Oh, the warlike Tartars!
To them manslaughter is their plowing,
Plowing, oh from ancient times,
in the fields of white bones and yellow sands!

It was in vain that the Emperor of Chin
built the Great Wall,
Hoping to shut out those fiery hordes.
Where the wall stands,
down to the Han Dynasty,
The beacon fires are still burning.

The beacon fires keep on burning;
The war will never cease! ...

The soldiers fight and die
in death-grapple on the battlefield,
While their wounded horses howl in lamentation,
Throwing up their heads at the desolate sky;
The gray ravens and hungry vultures tear,
And carry away the long bowels of the dead,
Hanging them on the twigs of lifeless trees...

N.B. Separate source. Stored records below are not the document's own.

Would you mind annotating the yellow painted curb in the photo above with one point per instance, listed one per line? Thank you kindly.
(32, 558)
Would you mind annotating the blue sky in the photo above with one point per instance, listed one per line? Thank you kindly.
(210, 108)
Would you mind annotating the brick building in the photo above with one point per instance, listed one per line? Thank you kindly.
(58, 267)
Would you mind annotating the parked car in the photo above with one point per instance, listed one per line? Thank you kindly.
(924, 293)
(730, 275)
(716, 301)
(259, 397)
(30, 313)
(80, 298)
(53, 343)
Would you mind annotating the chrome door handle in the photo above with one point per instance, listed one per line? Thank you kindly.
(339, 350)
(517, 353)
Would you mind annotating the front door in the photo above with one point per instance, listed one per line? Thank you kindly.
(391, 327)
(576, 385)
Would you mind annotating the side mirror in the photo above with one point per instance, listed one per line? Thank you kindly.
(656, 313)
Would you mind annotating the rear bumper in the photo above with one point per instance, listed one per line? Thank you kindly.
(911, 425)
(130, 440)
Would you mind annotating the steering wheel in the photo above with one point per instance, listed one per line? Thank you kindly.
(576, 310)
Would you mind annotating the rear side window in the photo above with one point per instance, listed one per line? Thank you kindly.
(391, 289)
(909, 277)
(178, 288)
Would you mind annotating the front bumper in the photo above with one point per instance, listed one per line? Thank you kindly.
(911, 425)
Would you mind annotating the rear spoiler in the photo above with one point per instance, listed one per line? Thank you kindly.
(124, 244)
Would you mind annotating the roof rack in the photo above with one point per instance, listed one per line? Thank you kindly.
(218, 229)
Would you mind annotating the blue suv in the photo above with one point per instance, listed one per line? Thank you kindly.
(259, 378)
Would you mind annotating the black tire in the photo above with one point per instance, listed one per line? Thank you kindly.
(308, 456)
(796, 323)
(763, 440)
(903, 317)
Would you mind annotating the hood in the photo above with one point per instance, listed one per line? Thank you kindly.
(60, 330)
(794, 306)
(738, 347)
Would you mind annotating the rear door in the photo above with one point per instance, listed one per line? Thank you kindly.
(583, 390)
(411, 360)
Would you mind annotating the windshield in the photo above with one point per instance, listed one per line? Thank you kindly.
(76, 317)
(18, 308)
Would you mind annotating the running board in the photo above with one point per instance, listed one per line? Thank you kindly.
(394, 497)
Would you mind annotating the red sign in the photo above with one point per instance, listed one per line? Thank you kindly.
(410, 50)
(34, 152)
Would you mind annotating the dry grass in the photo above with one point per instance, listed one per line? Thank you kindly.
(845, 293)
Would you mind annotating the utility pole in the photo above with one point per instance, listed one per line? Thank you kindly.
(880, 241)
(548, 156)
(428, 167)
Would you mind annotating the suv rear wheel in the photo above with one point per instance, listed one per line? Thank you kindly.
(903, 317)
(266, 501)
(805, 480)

O soldiers who fight long—
Their blood varnishes the desert weeds!
But the generals who lead them on—
They have accomplished nothing!


Living

The living is a passing traveler;
The dead, a person come home.
One short journey between heaven and earth,
Then, alas! we are the same old dust of ten thousand ages.
The rabbit in the moon pounds out the elixir in vain;
Fu-sang, the tree of immortality, has crumbled to kindling wood.
Man dies, his white bones are dumb without a word
While the green pines feel the coming of spring.
Looking back, I sigh; looking in front of me, I sigh again.
What is there to value in this life's vaporous glory?”